„Wie weit versucht ihr, zu antizipieren, was euer Gegenüber braucht?
Ich bin seit Jahren dabei, mir abzugewöhnen, zu viel zu antizipieren. Vor allem in der Kommunikation. Das tut niemanden gut.
„Diese Bewusstheit entspannt ungemein. Projektion und Interpretation bringen mich einfach nicht weiter. Mir darf allerdings auch klar sein, dass selbst bei vertrauter Kommunikation nicht jeder Wunsch und jedes Bedürfnis meinerseits von meinem Gegenüber erfüllt werden muss. Denn das würde die Autonomie und Wahlfreiheit meines Gegenübers einschränken. Und wie frei würde ich mich wohl umgekehrt fühlen?
Wohl wahr. Gut gemeint ist oftmals schlecht.
Mit "Schau, ich habe für dich mitgedacht und bereits die Lösung parat.", kann man richtig liegen.
Man kann aber auch völlig daneben liegen.
Und obwohl man die Wahlfreiheit des Gegenübers eigentlich gar nicht einschränken wollte, so fühlt sich das für das Gegenüber in dem Moment so an. Es ist unmöglich, dort ohne ein "Nein, da hast du falsch gedacht.", heraus zu kommen. Und das hören die Menschen im Allgemeinen nicht so gerne. Gleichgültig wie man es formuliert.
Und sicherlich ist auch das eine Antizipation des potentiellen Verhaltens des oftmals noch unbekannten Gegenübers. Gespeist aus etlichen Erfahrungen mit anderen Menschen. Nicht mit der betreffenden Person.
An der Stelle mal eine kleine Annekdote aus einem anderen Bereich.
Eigentlich völlig harmlos: Wann legen wir die Coaching-Termine?
Ich bin zur Zeit Teilnehmerin in einem Bildungsinstitut mit integriertem Coaching.

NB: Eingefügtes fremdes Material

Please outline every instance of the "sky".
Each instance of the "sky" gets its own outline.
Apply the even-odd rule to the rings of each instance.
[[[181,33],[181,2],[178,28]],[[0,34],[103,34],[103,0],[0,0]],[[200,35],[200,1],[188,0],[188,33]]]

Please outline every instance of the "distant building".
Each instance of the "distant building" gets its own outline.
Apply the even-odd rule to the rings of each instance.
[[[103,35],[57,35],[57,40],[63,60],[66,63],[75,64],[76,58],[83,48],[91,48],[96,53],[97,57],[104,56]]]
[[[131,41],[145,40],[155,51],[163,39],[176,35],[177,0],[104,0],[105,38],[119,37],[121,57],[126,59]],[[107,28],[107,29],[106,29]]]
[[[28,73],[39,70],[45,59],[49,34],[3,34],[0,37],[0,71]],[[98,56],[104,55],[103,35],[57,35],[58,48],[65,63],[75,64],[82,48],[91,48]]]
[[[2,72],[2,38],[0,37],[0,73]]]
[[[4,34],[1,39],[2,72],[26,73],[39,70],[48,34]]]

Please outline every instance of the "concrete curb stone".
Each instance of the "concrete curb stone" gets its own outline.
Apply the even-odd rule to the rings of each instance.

Habe an manchen Wochentagen mehr, an anderen weniger Kurse und an manchen gar keinen.
Obendrein habe ich einen Coach und die Coaching-Termine sind je nach Vereinbarung.
Zum Vorgespräch bekam ich eine schriftliche Einladung. Da hatte ich zu erscheinen. OK.
Die erste Termin-Vereinbarung lief dann so ab:
Der Coach machte mir einen Vorschlag. Die Stunde vor einem meiner Kurse. Aus meiner Sicht nicht optimal. Aber ich stimmte zu und trug den Termin in meinem Kalender ein. Da liefert mein Coach den Satz nach: "Das ist optimal, da sie ja direkt danach zu ihrem Kursus gehen können."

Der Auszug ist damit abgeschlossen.